各授業回では、比較的短い詩や、小説の場合は作品の主題を象徴する場面の抜粋を教材として取り上げています。まず作家や作品を取り巻く歴史的・文化的背景を学び、その後、本文を精読することで作品理解を深めます。さらに、作品が提起するテーマが現代社会においてどのような意味を持つのかについて考察し、学生同士の議論へとつなげています。
第13回(7月3日)の授業では、19世紀ロマン主義の作家メアリ・シェリーの『フランケンシュタイン』を取り上げました。 まず、1816年にスイスのジュネーヴでメアリ・シェリーやバイロンらが怪談の創作を競い合ったエピソードや、当時大きな関心を集めていたガルヴァーニ電流をはじめとする生命科学の議論など、作品誕生の背景について学びました。
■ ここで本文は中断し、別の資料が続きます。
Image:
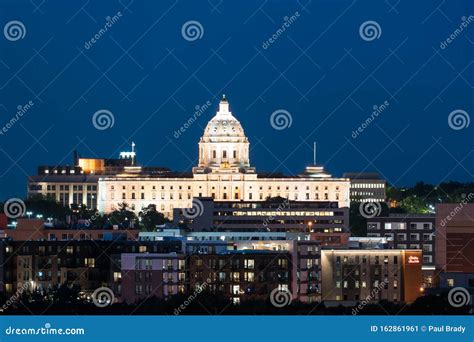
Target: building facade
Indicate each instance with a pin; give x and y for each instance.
(366, 187)
(455, 238)
(223, 173)
(371, 275)
(276, 216)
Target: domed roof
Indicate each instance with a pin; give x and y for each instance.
(223, 125)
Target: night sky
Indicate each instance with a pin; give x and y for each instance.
(323, 70)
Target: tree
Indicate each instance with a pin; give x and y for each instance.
(150, 218)
(47, 206)
(415, 205)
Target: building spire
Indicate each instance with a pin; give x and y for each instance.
(314, 153)
(133, 154)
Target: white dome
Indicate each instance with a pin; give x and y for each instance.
(223, 144)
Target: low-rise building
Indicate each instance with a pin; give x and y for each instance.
(366, 187)
(273, 215)
(409, 231)
(371, 275)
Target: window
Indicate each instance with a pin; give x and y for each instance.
(427, 248)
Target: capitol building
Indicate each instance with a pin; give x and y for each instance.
(224, 172)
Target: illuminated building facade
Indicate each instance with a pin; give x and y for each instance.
(223, 173)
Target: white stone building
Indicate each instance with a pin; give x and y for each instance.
(223, 172)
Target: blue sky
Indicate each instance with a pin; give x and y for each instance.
(323, 70)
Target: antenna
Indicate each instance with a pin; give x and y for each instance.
(314, 153)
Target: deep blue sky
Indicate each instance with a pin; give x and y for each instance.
(153, 88)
その後、創造主フランケンシュタインに見捨てられた怪物の孤独を描く場面や、物語終盤における創造主と被造物それぞれの語りを精読し、登場人物の心理や作品の主題について考察しました。

授業では特に、生命を創造した科学者はどこまで責任を負うべきかという問いに加え、創造主と被造物の関係を親子関係になぞらえながら、親にはどのような責任が求められるのかという視点から活発な議論を行いました。受講生たちは、科学技術の発展に伴う倫理的課題や、育児放棄、差別、偏見といった現代社会にも通じる問題との関連について意見を交わし、『フランケンシュタイン』が200年以上を経た今日においてもなお、私たちに重要な問いを投げかける作品であることを学びました。

なお、これまでに実施した授業アンケートでは、「説明がわかりやすい」「作品理解が深まる」といった声も見られました。今後も、作品の背景理解と丁寧な読解を通して、各作品を単なる知識としてではなく、現代社会にもつながる問題として考える機会を受講生に提供しつつ、受講生が主体的に考え、意見を交換できる授業づくりを心がけていきたいと考えています。